Die ehemalige DDR-Militäranlage „Ostervilm“ im Greifswalder Bodden hat bei einer Versteigerung einen Käufer gefunden. Das Mindestgebot lag bei 39.000 Euro, nach 20 Geboten fiel der Hammer schließlich bei 60.000 Euro.
Die Plattform südöstlich von Rügen gilt als eines der ungewöhnlichsten Immobilienangebote Deutschlands. Mitten im Wasser ragen rund 250 Quadratmeter Betonfläche aus dem Bodden. Zu sehen sind heute vor allem Rost, Risse und die Überreste eines verlassenen Gebäudes. Dennoch lockte das Objekt zahlreiche Interessenten an.
Bei der versteigerten Anlage handelt es sich um die ehemalige Entmagnetisierungsstation „Insel Ostervilm“. Gebaut wurde sie in den 1950er-Jahren auf rund 600 Pfählen, die tief im Meeresboden verankert sind. Zu DDR-Zeiten nutzte die Marine den Ort, um Schiffe vor Magnetminen zu schützen. Über eine am Meeresgrund verlegte Kabelschleife wurden die magnetischen Signaturen der Schiffe vermessen und reduziert.
Auf der Plattform standen ein Wohnhaus und ein Maschinenhaus, laut Anzeige "spartanisch aber funktional". Zu DDR-Zeiten war das Gelände Sperrgebiet, stationiert waren nur wenige Matrosen.
Heute ist davon vor allem der Zustand übrig. Die Gesamtfläche liegt bei rund 710 Quadratmetern, etwa 250 davon sind nutzbar. Für die Fläche besteht ein Vertrag mit dem Wasser- und Schifffahrtsamt Stralsund, rund 75 Euro im Jahr. Gekauft wird kein Grundstück, sondern ein Nutzungsrecht. Die Plattform liegt etwa drei Kilometer östlich der Insel Vilm im Biosphärenreservat Greifswalder Bodden.

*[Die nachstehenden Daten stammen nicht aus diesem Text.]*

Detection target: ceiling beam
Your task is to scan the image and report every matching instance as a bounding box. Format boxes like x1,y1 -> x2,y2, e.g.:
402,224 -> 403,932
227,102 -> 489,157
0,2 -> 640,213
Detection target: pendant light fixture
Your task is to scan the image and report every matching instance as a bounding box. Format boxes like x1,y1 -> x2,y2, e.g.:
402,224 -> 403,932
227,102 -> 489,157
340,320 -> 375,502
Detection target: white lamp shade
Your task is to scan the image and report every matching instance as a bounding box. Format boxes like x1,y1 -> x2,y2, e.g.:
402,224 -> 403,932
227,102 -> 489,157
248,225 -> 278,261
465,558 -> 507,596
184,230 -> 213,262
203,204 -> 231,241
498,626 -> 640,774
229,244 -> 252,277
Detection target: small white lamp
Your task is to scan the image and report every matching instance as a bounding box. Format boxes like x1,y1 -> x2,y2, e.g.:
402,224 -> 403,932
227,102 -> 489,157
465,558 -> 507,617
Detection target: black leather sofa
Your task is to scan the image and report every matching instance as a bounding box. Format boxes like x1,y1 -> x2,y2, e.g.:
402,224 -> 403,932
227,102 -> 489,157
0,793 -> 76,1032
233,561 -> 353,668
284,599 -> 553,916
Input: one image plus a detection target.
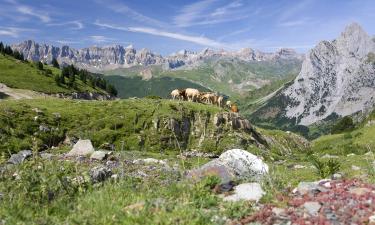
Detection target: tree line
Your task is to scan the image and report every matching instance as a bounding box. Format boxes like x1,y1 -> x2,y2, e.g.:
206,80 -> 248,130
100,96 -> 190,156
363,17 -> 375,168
0,42 -> 25,61
0,42 -> 117,96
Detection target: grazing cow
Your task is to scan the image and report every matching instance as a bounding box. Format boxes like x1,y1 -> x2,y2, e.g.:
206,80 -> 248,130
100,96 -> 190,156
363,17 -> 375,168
230,104 -> 238,113
217,95 -> 224,107
171,89 -> 181,100
199,92 -> 215,104
185,88 -> 200,102
225,101 -> 232,108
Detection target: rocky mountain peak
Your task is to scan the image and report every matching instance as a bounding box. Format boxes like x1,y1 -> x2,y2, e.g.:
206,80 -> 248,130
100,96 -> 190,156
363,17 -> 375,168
283,23 -> 375,125
336,23 -> 374,58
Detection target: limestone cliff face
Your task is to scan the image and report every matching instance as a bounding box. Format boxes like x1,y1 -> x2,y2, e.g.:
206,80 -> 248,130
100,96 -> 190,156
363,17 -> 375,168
153,112 -> 268,152
12,40 -> 302,71
282,23 -> 375,125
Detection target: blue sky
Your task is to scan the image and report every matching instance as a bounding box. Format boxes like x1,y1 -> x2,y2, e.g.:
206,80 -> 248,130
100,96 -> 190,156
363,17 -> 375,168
0,0 -> 375,55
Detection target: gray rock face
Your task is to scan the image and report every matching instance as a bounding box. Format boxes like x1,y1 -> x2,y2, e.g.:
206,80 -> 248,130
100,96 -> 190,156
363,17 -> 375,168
224,183 -> 265,202
12,40 -> 164,71
90,150 -> 112,161
188,149 -> 268,183
11,40 -> 302,71
66,140 -> 95,157
8,150 -> 33,164
283,23 -> 375,125
90,166 -> 112,183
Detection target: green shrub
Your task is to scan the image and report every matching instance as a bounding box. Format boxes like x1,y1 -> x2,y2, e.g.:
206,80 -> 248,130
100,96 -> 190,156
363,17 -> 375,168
309,155 -> 341,178
331,116 -> 354,134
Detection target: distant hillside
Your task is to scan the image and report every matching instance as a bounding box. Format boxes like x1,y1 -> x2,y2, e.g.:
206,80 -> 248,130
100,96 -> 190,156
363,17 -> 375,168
250,23 -> 375,136
104,58 -> 301,99
0,54 -> 114,99
106,76 -> 210,98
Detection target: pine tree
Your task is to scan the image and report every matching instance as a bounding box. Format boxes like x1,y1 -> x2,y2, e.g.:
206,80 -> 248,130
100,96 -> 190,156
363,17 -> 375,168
4,45 -> 13,55
51,58 -> 60,68
36,61 -> 43,70
55,74 -> 61,86
0,42 -> 4,54
105,84 -> 117,96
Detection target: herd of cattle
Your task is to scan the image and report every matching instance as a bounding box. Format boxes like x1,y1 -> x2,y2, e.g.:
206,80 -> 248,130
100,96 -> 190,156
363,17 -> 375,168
171,88 -> 238,112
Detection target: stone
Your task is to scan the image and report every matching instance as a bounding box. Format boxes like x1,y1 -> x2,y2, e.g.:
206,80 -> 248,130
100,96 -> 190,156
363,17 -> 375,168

Fenster fehlen, Metall rostet, an den Wänden wachsen Algen.
Die Konstruktion aus Beton, Stahl und Holz ist beschädigt, an mehreren Stellen gibt es Risse. "Der Zustand ist durch Natur, Vogelkot und Vandalismus marode", hieß es in der Anzeige. Erreichbar ist die Plattform nur per Boot.
Eine Besichtigung vor der Versteigerung gab es nicht. Auch frühere Pläne, die Anlage etwa als Kunstraum oder Ferienobjekt zu nutzen, scheiterten an Kosten, Logistik und Genehmigungen.
Auf der Plattform steht außerdem eine Keramikskulptur des Künstlers Gerhard Benz, etwa 1,3 Tonnen schwer. Sie gehört nicht automatisch dazu. Laut der Bild-Zeitung wird die Anlage vor allem von Vögeln genutzt, darunter Kormorane – dauerhaft bewohnt ist sie nicht.